Inzwischen gilt das ambitionierte Projekt als gescheitert, vor allem am Widerstand aus der linksradikalen Szene. Die warf Grottian vor, er wolle den 1.Mai befrieden. Unter den Gegnern des Bündnisses finden sich differenzierte Argumentationen (siehe nebenstehende Stellungnahme von FelS), bei vielen ist der Übergang zu Verschwörungstheorien allerdings fließend. "Das Bürgerbündnis ist in Wirklichkeit ein Bürgerwehrbündnis, das sich auch gegen einen Großteil der Bevölkerung wendet", so die "Revolutionären Kommunisten". Mitte März eskalierte der Streit: Unbekannte zündeten Grottians Wagen an. Auf einer Podiumsdiskussion zwei Tage später musste sich nicht nur Innensenator Ehrhard Körting (SPD), sondern auch Grottian, Attac und AAB-Vertreter stundenlanger Sprechchöre und Zwischenrufer erwehren. "Peter Grottian fährt jetzt Straßenbahn", rief einer der Störer.
Danach zog der Koordinierungskreis von "Denk Mai neu" die Konsequenzen. Auf die Kultur- und Politikveranstaltungen im Kiez soll verzichtet werden, übrig bleibt eine kleinere Diskussionsrunde auf dem Oranienplatz vor der 18-Uhr-Demo der AAB. Das Bündnisplenum muss den geänderten Plänen noch zustimmen. Grottian macht vor allem Innensenator Körting für das Scheitern der Initiative verantwortlich. Den Vorschlag für einen polizeifreien 1.Mai hatte Körting zurückgewiesen, weil ein solches Konzept die Bereitschaft zur Gewaltfreiheit auch auf der anderen Seite voraussetze. "Was die linke Szene betrifft, haben wir es nicht ausreichend geschafft, das Konzept mit den Gruppen zu diskutieren, bevor das Bündnis damit an die Öffentlichkeit getreten ist", sagte Grottian.
Doch Grottians Initiative war wohl von Anfang an zum Scheitern verurteilt. Aus der Berliner linksradikalen Szene ist zuletzt nur wenig Produktives zu hören gewesen. Einen Bezug zur städtischen Politik gibt es nicht mehr. Während Berlin in seiner größten ökonomischen Krise seit 1945 versinkt, kümmert sich die Szene ausschließlich um symbolische Politik. Der 1.Mai ist das einzige Datum, an dem sie noch zu nennenswerten Mobilisierungen in der Lage ist — und diese Gelegenheit lässt sie sich nicht wegnehmen. Vielleicht muss die entscheidende Kritik an Grottians Initiative lauten, dass sie sich auf diese Ebene symbolischer Politik eingelassen hat, statt die politische Diskussion in der Stadt unabhängig davon zu organisieren.
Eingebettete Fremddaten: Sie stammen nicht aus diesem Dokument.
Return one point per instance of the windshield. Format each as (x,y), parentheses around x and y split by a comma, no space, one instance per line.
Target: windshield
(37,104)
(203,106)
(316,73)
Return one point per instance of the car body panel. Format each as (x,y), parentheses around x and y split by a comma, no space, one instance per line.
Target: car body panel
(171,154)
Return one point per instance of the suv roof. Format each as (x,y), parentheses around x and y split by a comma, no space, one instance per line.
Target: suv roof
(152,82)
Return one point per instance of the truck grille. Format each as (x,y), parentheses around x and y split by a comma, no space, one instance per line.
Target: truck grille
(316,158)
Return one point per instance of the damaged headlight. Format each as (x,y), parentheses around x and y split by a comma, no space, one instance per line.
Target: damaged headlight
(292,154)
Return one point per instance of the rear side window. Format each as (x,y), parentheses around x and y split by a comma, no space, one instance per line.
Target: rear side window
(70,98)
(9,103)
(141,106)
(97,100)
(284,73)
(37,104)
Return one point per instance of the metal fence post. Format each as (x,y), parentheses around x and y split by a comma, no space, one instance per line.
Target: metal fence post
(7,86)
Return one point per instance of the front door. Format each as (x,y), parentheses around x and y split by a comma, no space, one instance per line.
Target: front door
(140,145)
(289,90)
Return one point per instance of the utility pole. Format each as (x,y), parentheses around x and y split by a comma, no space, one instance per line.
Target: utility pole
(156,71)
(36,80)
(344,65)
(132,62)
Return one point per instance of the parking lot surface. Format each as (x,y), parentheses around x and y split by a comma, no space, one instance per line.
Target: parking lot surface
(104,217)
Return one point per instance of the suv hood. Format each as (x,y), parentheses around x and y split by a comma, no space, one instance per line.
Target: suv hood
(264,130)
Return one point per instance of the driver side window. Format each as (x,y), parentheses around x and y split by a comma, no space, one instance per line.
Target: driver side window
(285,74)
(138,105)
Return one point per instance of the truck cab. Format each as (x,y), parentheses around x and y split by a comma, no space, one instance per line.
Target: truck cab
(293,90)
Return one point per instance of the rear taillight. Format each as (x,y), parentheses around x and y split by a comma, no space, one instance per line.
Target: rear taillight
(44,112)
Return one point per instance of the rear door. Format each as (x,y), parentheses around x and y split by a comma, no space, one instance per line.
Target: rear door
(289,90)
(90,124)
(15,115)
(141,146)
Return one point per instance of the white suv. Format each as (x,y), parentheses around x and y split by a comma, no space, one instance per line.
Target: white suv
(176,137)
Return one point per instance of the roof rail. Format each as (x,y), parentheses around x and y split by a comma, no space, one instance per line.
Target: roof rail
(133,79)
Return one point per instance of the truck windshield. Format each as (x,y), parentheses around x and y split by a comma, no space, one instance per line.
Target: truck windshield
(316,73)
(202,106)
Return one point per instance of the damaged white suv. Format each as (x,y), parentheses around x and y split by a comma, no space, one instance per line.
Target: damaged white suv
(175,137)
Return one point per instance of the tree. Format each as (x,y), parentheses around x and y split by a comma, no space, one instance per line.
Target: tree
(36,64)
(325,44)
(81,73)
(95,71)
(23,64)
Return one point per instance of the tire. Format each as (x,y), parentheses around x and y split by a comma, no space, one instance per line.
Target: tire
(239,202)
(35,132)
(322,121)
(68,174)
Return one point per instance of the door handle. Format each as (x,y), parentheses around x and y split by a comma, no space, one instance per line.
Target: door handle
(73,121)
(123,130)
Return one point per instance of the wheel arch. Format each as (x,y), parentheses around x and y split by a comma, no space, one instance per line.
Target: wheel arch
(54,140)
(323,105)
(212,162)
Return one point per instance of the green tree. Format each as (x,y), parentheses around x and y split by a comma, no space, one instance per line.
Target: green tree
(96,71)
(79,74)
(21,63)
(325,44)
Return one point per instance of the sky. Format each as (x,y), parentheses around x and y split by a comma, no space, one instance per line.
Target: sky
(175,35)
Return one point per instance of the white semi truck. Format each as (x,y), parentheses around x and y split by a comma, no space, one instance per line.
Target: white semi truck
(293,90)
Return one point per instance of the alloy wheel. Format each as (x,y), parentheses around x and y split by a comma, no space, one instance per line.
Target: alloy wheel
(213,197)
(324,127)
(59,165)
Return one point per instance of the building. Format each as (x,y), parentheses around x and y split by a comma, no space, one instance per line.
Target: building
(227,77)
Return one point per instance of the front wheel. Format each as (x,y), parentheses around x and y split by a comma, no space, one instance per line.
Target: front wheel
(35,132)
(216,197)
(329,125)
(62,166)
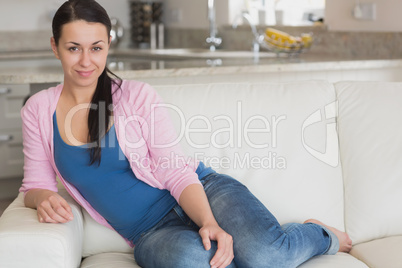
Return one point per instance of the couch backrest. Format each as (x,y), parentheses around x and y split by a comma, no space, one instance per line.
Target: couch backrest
(370,133)
(278,139)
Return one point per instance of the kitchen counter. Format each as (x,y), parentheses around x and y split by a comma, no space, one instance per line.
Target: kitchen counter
(42,67)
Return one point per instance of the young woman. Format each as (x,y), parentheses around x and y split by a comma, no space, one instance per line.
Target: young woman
(87,131)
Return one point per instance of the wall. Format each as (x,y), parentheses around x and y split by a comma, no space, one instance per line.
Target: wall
(338,16)
(28,15)
(194,14)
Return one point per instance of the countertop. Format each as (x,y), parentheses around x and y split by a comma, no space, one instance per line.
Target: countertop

Die Kreuzberger Anwohner tun einstweilen gut daran, ihre Wagen am 1.Mai wieder außerhalb des Kiezes zu parken. Einziger Erfolg von "Denk Mai neu" ist bislang, dass in diesem Jahr eine weitere Demonstration angemeldet wurde, die sich ausdrücklich gegen die "Befriedungsstrategie" richtet. Symbolträchtiger Ausgangspunkt: die Ruine des bei den Maikrawallen 1987 abgebrannten Bolle-Supermarkts.